BY: Zadok Kwame Gyesi
Participants and officials from INSLA, Ghana Health Service and academia in a group photo after the workshop
Participants and officials from INSLA, Ghana Health Service and academia in a group photo after the workshop

The Institute of Leadership and Development (INSLA), a non-profit civil society organisation in Accra, is urging the government to resource the country’s Food and Drugs Authority (FDA) with service laboratories to enable them to test Trans-Fatty Acids (TFAs) in food products in the country.

According to the NGO, TFAs are dangerous to human health if consumed, noting that many imported foods contained TFAs but because the country did not have laboratories to test them, such foods easily make their way into the country’s markets.

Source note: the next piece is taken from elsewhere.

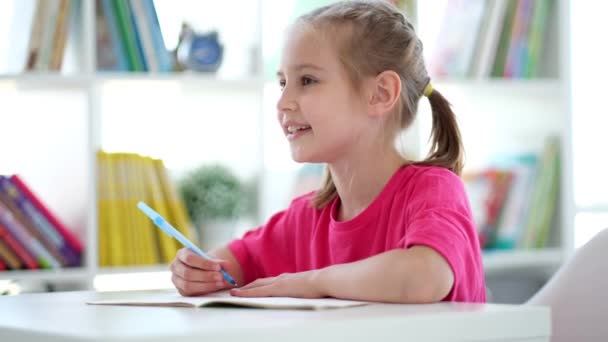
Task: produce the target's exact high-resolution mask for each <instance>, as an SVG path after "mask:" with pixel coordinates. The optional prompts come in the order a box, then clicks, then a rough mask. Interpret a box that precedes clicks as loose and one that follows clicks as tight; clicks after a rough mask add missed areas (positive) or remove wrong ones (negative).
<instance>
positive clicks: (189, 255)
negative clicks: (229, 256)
mask: <svg viewBox="0 0 608 342" xmlns="http://www.w3.org/2000/svg"><path fill="white" fill-rule="evenodd" d="M177 259H179V260H180V261H181V262H183V263H184V264H186V265H188V266H190V267H194V268H199V269H201V270H207V271H219V270H220V268H221V266H220V262H222V261H223V260H209V259H205V258H203V257H201V256H198V255H196V254H194V252H192V251H191V250H189V249H187V248H182V249H180V250H179V251H177Z"/></svg>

Speaking at a day’s capacity building and consultative workshop for political parties on TFAs elimination in the country on Thursday, February 24, 2022, the Project Manager of INSLA, Mr Issah Ali, said consumption of TFAs would go a long way to affect the health of many Ghanaians.

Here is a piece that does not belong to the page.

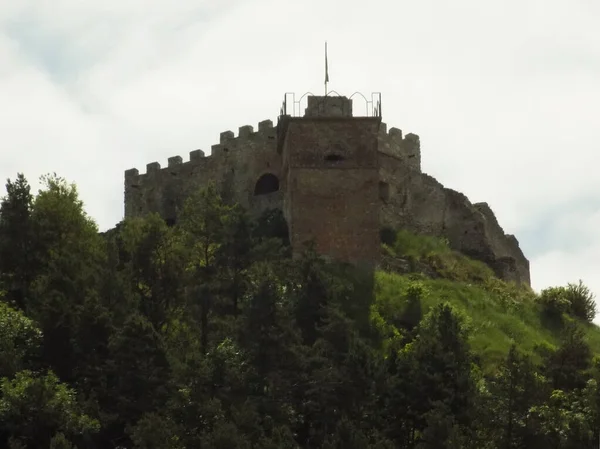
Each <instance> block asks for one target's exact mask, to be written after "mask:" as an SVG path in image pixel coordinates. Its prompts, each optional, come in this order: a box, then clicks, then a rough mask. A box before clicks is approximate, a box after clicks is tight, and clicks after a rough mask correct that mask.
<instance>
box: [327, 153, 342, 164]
mask: <svg viewBox="0 0 600 449" xmlns="http://www.w3.org/2000/svg"><path fill="white" fill-rule="evenodd" d="M325 160H326V161H327V162H340V161H343V160H344V156H342V155H341V154H336V153H329V154H326V155H325Z"/></svg>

For him, equipping the FDA with the needed logistics would help the country to easily raise alert on food products that pose threats to people’s health.

He said the training was to help engage the various political parties on the need to take issues of TFAs seriously and to help gather support for its elimination in the country.

“We are gathered here this morning for two major activities mainly to bring to fore the World Health Organisation (WHO) REPLACE Technical Package towards the global elimination of Trans-Fatty Acid by 2023 and consultative meeting to eliminate Trans Fat in Ghana,” he said.


Trans fat, also called trans-unsaturated fatty acids or trans fatty acids, is a type of unsaturated fat that naturally occurs in small amounts in meat and milk fat.

Trans-fatty acids are manufactured fats created during a process called hydrogenation, which is aimed at stabilising polyunsaturated oils to prevent them from becoming rancid and to keep them solid at room temperature.

TFAs are fats created during food preparation, and can also be found in snacks, baked or fried foods or oils used in the cooking at home, restaurants or by street vendors.
Trans fat is considered the worst type of fat to eat.

According to the World Health Organisation (WHO), increased intake of trans-fat (greater than one per cent of total energy intake) is associated with increased risk of coronary heart disease mortality and events.


Mr Ali said at least 500,000 people die annually around the world through heart disease, pointing out that TFAs are the leading causes of heart diseases and stroke in the world.

He said a report by the Ghana Health Service in 2021 indicated that TFAs could contribute to 12,000 to 16,000 stroke cases in Ghana.
Action needed

In a presentation, Dr Phyllis Addo, a Lecturer at the University of Health and Allied Sciences (UHAS), expressed the concern for an urgent need to regulate the penetration of TFAs in both imported and locally produced foods in the country.

For her, Ghanaian markets have been flooded with imported processed foods that were generally known to contain some amount of TFAs, mentioning plantain chips and some cooking oils as examples.

She also expressed the concern lifestyle related diseases were killing many people in Ghana, calling on Ghanaians to pay more attention to their diets and lifestyles.

Dr Addo also called on the media to help sensitise Ghanaians about the effects of consuming foods that contained TFAs, noting that many Ghanaians were not aware of the impact of TFAs.

She said a research she led to conduct revealed that majority of Ghanaians had never heard or read about TFA and only a few knew of the link between intake of TFA and diseases like cancers, diabetes, hypertension; and the general poor practices regarding usage of cooking oils.